I guess it’s that phenomena that’s turned me into such a devoted scout of “limited time” food items.  Take Wendy’s new Berry Almond Chicken Salad, a short release in celebration of All Things Summer. It’s here now, but it won’t be here forever, and it might not return next year.

Decades from now, the next-next-next generation will trade memories about that long ago June when Wendy’s shoved a bunch of waxy strawberry parts into mounds of lettuce.  The thought makes me want to archive this while I still can, like a mutant version of a curator.

I probably wouldn’t have bothered, but I just find the Berry Almond Salad so utterly fascinating.

I know that “fruit in fast food salads” is nothing new, but it’s usually just apples and oranges. I am so tired of apples and oranges. Here, there are blueberries and huge slices of strawberries. Seriously huge. Like, I’m looking at these strawberry pieces and imagining them whole, and my brain simply cannot comprehend strawberries of that size. God knows what kind of voodoo magic is going on in Wendy’s secret laboratories. If only they’d use their powers for something more critical than giant strawberries.

There’s also lettuce, cheese, a generous amount of sliced almonds (you get a whole baggie of those), and grilled chicken pieces that look much better in person than they do in that photo.

Actually, the whole salad looks better in person. I tried to get the photo just right, but neither my camera nor the salad would cooperate. Maybe salad hates technology. Maybe it’s the other way around. Or maybe food from Wendy’s just isn’t meant for close-ups under hard light.

Taste? Very good. It totally works. You just need to avoid eating the chicken and strawberries in the same bite. It will only make you feel like you’re eating slimy candy chicken.

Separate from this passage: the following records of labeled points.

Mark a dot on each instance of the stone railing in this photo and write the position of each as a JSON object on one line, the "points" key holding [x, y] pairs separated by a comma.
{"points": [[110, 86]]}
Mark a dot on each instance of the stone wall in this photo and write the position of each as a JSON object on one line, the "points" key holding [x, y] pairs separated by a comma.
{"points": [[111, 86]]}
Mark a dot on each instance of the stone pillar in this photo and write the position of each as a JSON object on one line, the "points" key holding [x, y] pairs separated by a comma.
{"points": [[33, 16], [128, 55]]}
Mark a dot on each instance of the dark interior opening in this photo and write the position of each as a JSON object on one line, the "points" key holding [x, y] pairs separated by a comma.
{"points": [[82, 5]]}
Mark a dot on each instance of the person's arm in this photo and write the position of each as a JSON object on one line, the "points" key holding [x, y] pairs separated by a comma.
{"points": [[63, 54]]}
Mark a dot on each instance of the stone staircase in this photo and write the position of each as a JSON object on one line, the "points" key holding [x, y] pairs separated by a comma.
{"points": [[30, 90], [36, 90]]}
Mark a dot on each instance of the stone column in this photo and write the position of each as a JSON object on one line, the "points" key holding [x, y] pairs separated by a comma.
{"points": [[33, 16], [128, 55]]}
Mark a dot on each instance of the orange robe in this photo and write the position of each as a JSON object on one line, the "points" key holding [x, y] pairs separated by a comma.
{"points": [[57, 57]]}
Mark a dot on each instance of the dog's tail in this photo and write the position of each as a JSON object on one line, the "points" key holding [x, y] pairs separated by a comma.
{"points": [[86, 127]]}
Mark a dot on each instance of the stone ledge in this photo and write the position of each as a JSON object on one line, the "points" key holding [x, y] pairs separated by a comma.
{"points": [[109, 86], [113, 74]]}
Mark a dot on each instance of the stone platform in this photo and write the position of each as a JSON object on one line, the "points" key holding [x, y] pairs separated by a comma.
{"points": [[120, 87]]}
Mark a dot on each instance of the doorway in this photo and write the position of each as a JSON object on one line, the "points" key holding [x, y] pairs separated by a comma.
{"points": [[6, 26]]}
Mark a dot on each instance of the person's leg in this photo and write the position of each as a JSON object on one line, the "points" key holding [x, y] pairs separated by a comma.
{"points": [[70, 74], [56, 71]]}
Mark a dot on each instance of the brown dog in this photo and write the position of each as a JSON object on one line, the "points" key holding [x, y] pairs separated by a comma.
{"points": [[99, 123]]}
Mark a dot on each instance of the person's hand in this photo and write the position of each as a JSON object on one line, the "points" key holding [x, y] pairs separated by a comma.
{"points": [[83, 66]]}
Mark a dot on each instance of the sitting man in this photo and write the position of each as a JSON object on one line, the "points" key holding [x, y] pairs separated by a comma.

I made my own dressing at home, because fast food salad dressings come in two types: Delicious but as unhealthy as a triple cheeseburger, or fat free and flavored like the cold urine of a rabbit who ate nothing but lemons.

I’m not even sure what their “stock dressing” for this one is, because the guy at Wendy’s gave me three different packets. Avocado Ranch, Creamy Red Jalapeno and Raspberry Vinaigrette. These will remain forever inside our Refrigerator Drawer of Fast Food Condiments. We never take anything out of there, and I shudder to think about how old some of those ketchup packets must be by now, but God damn, when the guy at Wendy’s gives you a bunch of salad dressing, you don’t throw it away.

Someday, I’ll figure out a way to repurpose that dressing. It’s good to have goals.

Happy SNT, if you’re here for it. You might not be. Slow week here on Dino Drac. Working on fixing that. I just need people to stop hiring me.